The modern shape of a snowmobile was invented in the mid 1950s by Edgar and Allen Hetteen and David Johnson of Minnesota. The machines were heavy and rather slow, initially. This team of inventors gave way to become Polaris Industries and released their first model for sale, the Polaris Sno-Traveler, in 1957. Most modern snowmobiles are made by one of four companies, Bombardier Recreational Products, Arctic Cat, Yamaha, and Polaris.
Steve Campbell has a rich history with snowmobiling. His father was a snowmobile dealer in the area which is where the Northern Timber Cruisers snowmobile club got its start. “[The club] started in my father’s showroom in ’68,” Campbell stated.
It would be another 14 years before Campbell would get into restoring sleds. “I started restoring in ’82. There’s a lot of prototypes in here from Polaris, they tested them here from ’61 to ’66. That’s what started it. My father was a dealer in ’58, he was the fifth dealer in the country … That’s all there was in ’58 was Polaris. Ski-Doo didn’t come around until ’59,” Campbell explained.
The museum began construction adjacent to the club house in the 80s and has been a staple ever since. “We started building in ’85 and we opened it in ’87,” said Campbell. The museum has been a club project since the beginning. All fundraising is done through the club.
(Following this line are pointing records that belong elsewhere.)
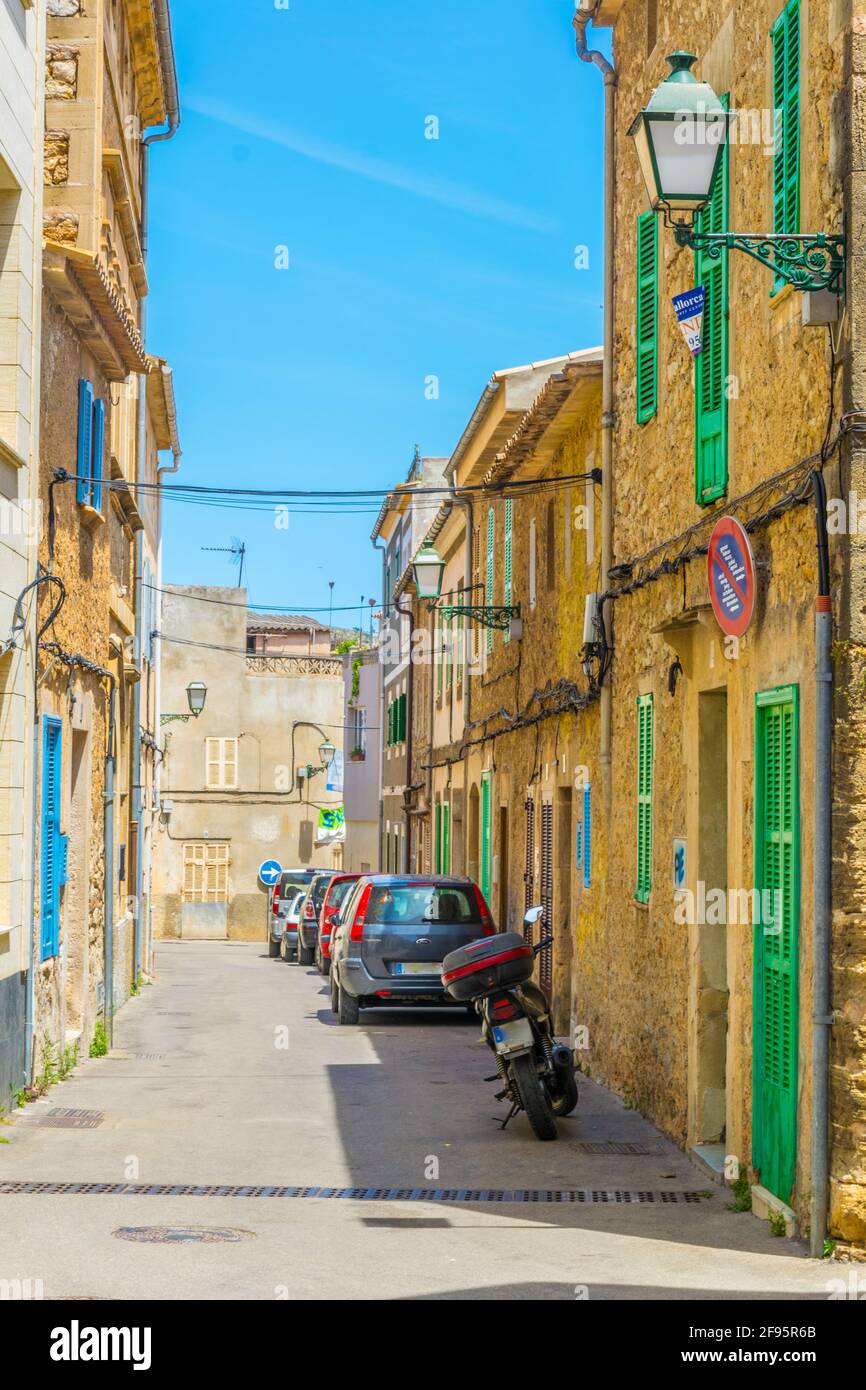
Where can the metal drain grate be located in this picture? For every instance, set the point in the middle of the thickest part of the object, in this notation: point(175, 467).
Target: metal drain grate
point(184, 1235)
point(359, 1194)
point(60, 1118)
point(613, 1147)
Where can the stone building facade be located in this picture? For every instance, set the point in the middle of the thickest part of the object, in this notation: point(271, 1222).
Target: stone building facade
point(705, 1018)
point(21, 106)
point(530, 738)
point(230, 792)
point(109, 77)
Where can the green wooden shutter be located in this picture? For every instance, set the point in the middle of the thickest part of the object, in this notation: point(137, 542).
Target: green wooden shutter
point(485, 836)
point(491, 534)
point(647, 334)
point(508, 584)
point(50, 847)
point(439, 644)
point(784, 36)
point(776, 938)
point(645, 741)
point(711, 364)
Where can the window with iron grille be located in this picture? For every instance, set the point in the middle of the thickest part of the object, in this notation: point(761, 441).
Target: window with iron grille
point(220, 763)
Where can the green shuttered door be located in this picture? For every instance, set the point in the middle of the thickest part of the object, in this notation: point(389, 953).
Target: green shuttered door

Today, the museum is made up of two floors with a total of 53 sleds. The collection ranges in makes and models, providing a nice sample of the sport’s history. “This is a very good collection, as good as there is in the country. Lots of variety,” said Campbell.
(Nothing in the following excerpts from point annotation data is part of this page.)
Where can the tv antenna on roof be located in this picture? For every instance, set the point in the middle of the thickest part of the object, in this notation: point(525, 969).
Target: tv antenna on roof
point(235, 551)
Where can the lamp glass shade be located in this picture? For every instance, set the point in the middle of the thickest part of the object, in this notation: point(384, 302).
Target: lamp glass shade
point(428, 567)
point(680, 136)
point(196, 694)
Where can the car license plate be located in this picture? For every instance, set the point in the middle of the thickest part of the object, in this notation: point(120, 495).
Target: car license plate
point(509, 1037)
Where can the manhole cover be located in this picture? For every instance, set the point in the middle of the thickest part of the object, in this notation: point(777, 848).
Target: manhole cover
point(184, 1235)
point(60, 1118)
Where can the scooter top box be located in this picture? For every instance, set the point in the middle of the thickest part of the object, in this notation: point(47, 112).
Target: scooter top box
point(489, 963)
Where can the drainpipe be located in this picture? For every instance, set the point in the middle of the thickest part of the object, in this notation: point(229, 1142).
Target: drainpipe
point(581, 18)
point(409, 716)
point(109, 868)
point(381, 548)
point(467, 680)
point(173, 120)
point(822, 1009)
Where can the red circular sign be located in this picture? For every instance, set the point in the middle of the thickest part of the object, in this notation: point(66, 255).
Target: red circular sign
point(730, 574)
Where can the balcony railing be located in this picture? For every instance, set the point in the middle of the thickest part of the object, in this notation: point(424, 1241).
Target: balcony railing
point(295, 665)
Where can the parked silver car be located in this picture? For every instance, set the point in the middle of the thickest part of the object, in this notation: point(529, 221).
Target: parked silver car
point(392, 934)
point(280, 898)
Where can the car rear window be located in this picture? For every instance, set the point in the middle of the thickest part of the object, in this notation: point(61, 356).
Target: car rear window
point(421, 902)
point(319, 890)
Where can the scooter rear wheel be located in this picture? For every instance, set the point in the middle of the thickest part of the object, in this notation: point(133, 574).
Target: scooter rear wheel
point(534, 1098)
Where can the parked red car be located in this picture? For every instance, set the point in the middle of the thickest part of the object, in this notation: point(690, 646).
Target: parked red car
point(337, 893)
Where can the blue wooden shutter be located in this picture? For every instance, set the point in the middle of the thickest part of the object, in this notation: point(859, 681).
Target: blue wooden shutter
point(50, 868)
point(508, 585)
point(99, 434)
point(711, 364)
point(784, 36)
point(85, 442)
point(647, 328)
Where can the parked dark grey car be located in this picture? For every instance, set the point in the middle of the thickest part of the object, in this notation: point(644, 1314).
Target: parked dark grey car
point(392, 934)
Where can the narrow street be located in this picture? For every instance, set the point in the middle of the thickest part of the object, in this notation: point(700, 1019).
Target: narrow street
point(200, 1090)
Out of the large collection, only one sled is owned by the club themselves. The rest are brought in for display by other people. “Most of them are owned by people who put them in here for display. There’s only one upstairs owned by the club. We try to keep everybody have individual ownership that way if anything happens to the club they just go back to the owners,” said Campbell.
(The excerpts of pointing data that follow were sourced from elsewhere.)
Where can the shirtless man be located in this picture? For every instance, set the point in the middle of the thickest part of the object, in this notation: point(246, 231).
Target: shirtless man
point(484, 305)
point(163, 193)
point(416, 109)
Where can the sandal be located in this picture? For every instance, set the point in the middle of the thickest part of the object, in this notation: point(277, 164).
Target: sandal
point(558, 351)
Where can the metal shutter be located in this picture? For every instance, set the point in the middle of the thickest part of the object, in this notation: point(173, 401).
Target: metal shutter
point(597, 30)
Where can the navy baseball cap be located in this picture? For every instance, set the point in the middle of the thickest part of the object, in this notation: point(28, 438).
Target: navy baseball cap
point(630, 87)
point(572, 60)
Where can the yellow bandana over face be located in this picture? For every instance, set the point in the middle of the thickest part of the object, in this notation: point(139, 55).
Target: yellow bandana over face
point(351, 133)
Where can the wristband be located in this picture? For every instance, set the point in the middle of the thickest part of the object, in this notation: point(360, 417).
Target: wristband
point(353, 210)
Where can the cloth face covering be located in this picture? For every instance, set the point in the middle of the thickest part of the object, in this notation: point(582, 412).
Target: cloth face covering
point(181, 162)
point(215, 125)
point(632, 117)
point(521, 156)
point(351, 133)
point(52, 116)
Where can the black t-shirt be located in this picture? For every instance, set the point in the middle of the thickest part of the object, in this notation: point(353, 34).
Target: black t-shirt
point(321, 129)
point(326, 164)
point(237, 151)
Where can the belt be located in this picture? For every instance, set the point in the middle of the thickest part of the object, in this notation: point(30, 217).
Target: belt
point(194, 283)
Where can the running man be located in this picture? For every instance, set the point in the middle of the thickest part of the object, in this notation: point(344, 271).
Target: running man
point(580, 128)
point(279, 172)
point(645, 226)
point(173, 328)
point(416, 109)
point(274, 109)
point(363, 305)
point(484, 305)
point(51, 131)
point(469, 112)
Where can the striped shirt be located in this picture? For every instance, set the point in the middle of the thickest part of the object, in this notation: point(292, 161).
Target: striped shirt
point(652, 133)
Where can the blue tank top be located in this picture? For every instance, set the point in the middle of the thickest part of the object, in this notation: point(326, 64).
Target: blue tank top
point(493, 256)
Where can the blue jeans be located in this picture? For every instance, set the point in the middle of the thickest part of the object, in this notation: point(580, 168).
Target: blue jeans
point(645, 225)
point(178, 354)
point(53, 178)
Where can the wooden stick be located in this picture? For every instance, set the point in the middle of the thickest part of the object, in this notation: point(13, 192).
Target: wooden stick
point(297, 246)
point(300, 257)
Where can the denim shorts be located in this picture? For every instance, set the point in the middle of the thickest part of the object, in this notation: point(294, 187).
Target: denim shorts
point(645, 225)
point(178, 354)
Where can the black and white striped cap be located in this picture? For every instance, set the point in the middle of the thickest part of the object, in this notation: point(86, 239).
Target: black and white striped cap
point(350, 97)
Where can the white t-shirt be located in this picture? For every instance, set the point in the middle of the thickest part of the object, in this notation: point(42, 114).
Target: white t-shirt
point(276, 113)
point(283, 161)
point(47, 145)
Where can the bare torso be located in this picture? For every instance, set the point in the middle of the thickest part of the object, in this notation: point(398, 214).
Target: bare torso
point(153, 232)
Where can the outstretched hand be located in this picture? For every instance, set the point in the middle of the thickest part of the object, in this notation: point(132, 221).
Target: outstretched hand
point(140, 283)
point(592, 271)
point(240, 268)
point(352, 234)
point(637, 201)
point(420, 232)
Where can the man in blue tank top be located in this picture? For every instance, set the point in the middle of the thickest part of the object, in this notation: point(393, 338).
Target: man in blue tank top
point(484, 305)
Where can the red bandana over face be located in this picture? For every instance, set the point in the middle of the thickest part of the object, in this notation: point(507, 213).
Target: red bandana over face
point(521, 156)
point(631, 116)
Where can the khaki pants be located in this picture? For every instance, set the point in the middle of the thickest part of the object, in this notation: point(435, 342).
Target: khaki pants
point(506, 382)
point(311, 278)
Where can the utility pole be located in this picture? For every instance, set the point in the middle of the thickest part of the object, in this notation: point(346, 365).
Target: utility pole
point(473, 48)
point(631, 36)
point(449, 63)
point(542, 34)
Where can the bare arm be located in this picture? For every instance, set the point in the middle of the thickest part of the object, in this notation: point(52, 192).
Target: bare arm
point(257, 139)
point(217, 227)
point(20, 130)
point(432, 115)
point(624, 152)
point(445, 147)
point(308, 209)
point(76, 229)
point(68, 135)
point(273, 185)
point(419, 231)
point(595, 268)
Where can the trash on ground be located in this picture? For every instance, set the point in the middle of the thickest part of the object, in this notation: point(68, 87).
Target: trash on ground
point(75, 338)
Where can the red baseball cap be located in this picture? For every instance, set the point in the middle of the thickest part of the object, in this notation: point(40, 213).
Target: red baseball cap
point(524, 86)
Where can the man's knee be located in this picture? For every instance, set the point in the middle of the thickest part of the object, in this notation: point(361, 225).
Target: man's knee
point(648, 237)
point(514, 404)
All sleds have to run when they are brought in to the club. “There’s some that’s been sitting here for quite a while – might take a little bit to make them run,” explained Campbell.
With all of the snowmobiles on display there are a few that standout among the rest. One being a behemoth of a sled that looks like something John Dillinger would use as a getaway sled after robbing an igloo. “That used to be Great Northern Paper Company’s. They used it for their phone lines in the winter time. To maintain their phone lines between their logging camps. They’d go back and forth between the camps to maintain the lines. It’s very well restored.” Campbell explained. It’s the oldest sled in the collection, being made in 1952.
In addition to Great Northern Paper’s bombardier, there’s a bright red sled on the second floor that tells an equally interesting and heartbreaking story. “Before they had the rescue sleds, we lost a little guy out here on the Stacyville Road – froze to death, and we had no way of getting him out,” Campbell explained. That incident aided in the installation of the rescue sled which now rests in the museum with a dedication to the lost boy.
The museum stays active and tries to keep the sleds moving. “We had our parade last night down Main street. Went all the way around town then back up here, about 14 miles,” said Campbell. The brisk weather affected this year’s turnout however but prior years always brought people out to view the antiques.
The museum receives lots of visitors from all over the nation. “We’ve got a book over here, the Midwest is popular. We get a lot of visitors, not as many in the summertime but it’s open every weekend,” said Campbell.
The museum is a wonderful collection of history that is a must-see for any snowmobile enthusiast. It’s open to the public every weekend and every sled in the building has a unique story to tell.